Ansonsten wiederholt er die Thesen von PIK-Leuten und anderen, nachdem das Corona-Sars2-Virus mit dem Klimawandel zu tun habe und es sogenannte Kipp-Punkte gäbe, nach denen es nicht mehr möglich sei, etwas zu retten (die berühmten „x Jahre, die wir noch Zeit haben“).

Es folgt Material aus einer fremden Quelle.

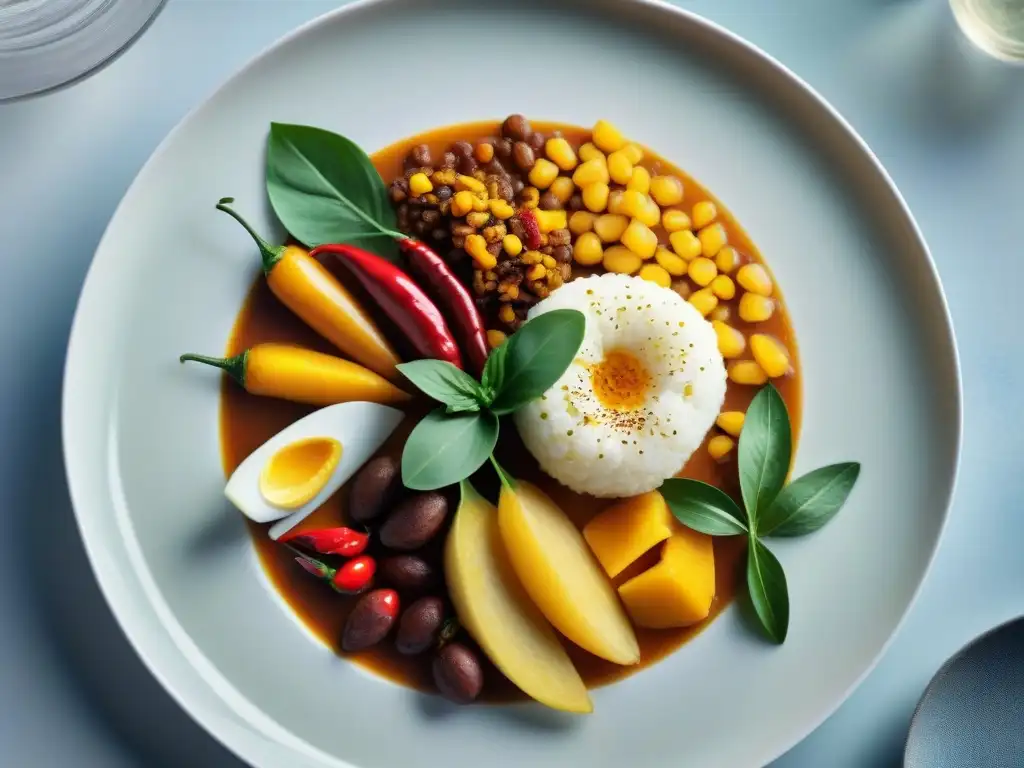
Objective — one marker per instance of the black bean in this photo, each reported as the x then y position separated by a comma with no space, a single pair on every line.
375,487
516,127
408,573
523,156
503,148
371,620
420,626
415,521
458,674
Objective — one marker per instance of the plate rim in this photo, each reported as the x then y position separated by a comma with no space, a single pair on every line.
944,330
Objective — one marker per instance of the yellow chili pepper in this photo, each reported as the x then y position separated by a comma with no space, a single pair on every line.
305,287
293,373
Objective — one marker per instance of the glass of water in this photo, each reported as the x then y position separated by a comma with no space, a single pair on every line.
45,44
994,26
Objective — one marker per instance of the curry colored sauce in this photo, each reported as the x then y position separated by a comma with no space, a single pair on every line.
248,421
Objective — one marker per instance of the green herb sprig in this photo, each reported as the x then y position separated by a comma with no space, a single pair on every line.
771,508
454,440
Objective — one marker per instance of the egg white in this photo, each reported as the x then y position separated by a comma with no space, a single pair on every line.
360,428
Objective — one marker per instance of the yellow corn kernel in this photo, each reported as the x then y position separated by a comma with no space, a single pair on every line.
591,172
615,201
562,187
704,213
463,181
595,197
476,245
621,259
672,263
756,308
650,214
543,173
685,244
640,239
730,341
496,338
462,203
500,209
537,271
755,279
560,153
770,354
731,422
582,221
548,221
655,273
723,287
588,250
674,220
713,240
589,152
727,259
634,153
633,203
701,271
609,226
512,245
720,446
607,137
748,372
419,183
640,180
704,300
620,168
667,190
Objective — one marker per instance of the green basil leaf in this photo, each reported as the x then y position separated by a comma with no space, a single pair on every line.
809,502
766,583
765,452
325,189
443,450
494,370
702,507
442,381
538,355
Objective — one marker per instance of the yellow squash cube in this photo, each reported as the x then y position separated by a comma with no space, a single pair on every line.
677,592
627,529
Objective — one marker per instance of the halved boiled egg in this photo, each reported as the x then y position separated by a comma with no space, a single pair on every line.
293,473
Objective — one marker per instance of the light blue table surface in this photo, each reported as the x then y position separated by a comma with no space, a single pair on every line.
946,122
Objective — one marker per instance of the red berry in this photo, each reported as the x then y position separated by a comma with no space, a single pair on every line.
355,576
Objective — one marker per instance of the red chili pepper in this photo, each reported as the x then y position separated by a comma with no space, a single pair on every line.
340,541
401,300
532,228
453,296
354,576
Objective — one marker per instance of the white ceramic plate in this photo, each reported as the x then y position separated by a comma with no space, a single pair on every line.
881,377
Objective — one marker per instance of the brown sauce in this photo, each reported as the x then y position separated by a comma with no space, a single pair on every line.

Fazit: Der ansonsten begnadete Erzähler und Rechercheur Frank Schätzing hat mit diesem Buch lediglich die bekannten alarmistischen Erzählungen von umstrittenen Wissenschaftlern und Investoren wie Schellnhuber und Gates aufbereitet. Er hält sich dabei weitgehend an die Vorgaben der Interessensvertreter, was erlaubt ist zu sagen und was nicht. Im Interview treibt er seinen politischen Aktivismus auf die Spitze, als er meint:

Vielen ist zuletzt klar geworden, dass etwas grundlegend schiefläuft: Klima, Pandemie, Massentierhaltung, Armut, häusliche Gewalt, Sexismus, Rassismus, alles hängt zusammen. Die Bereitschaft, sich zu ändern, wächst. Vielfach noch unterschwellig, aber es geschieht. Ich glaube, 2021 wird ein Klimajahr.

„Kapitalismus“ hat er noch vergessen. Denn der ist für viele der Intellektuellen sogar der Ausgangspunkt der anderen „Katastrophen“, die er benennt.